Talend Data Mapper User Guide

Version
7.3
Language
English
Product
Talend Big Data Platform
Talend Data Fabric
Talend Data Management Platform
Talend Data Services Platform
Talend MDM Platform
Talend Real-Time Big Data Platform
Module
Talend Studio
Content
Design and Development > Designing Jobs
Last publication date
2023-01-05

Streaming execution is used to process unlimited amounts of data. Without streaming execution, the entire input of the transformation is stored into memory before the transformation is executed, which limits the amount of data to be transformed to what may fit in the available memory.

Streaming execution works by accumulating blocks of input data and then executing the transformation on each block separately. Because of this, there are limitations on what may be specified in the transformation.

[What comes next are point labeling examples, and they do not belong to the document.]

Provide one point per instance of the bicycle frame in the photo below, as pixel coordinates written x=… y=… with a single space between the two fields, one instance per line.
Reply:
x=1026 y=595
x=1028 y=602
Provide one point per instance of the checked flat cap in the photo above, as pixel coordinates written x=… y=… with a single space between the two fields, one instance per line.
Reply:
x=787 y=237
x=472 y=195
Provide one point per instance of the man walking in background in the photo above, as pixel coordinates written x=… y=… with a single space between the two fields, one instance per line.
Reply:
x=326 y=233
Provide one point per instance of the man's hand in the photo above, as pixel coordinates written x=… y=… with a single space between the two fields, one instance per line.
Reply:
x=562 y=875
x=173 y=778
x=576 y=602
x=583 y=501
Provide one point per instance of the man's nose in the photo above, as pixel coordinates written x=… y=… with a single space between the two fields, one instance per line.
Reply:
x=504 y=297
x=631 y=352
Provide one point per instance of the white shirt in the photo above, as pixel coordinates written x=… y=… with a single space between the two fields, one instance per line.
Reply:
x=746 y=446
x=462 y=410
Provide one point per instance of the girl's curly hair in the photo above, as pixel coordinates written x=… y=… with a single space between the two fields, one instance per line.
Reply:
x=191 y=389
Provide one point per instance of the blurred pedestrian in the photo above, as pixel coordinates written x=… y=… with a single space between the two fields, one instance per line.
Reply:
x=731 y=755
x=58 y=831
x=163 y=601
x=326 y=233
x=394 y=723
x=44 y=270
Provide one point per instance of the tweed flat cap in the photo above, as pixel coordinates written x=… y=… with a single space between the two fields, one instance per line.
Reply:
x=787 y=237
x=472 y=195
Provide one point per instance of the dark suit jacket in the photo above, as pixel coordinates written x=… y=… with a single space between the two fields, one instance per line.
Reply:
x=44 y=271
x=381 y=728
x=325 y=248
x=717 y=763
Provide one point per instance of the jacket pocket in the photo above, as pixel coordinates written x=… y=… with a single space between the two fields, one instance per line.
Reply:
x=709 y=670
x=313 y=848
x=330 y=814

You specify that the transformation is to stream by checking the Stream Input property on the SimpleLoop function. In doing so, an xQuery is executed at every 1000th looping element, or at each block. By default, a block count is at 1000. You can change this behavior using a context variable call, transform.streaming.block.count, and adding a positive numeric value.

The following lists some important information when you select the Stream Input property:
  • If you select the Stream Input property on the SimpleLoop function, you cannot use sort keys, since the sort action cannot be performed while streaming.
  • If you select Stream Input property on the SimpleLoop function, and you also select a distinct child element, the input is already sorted by the child element such that the distinct calculation can be done without further sorting.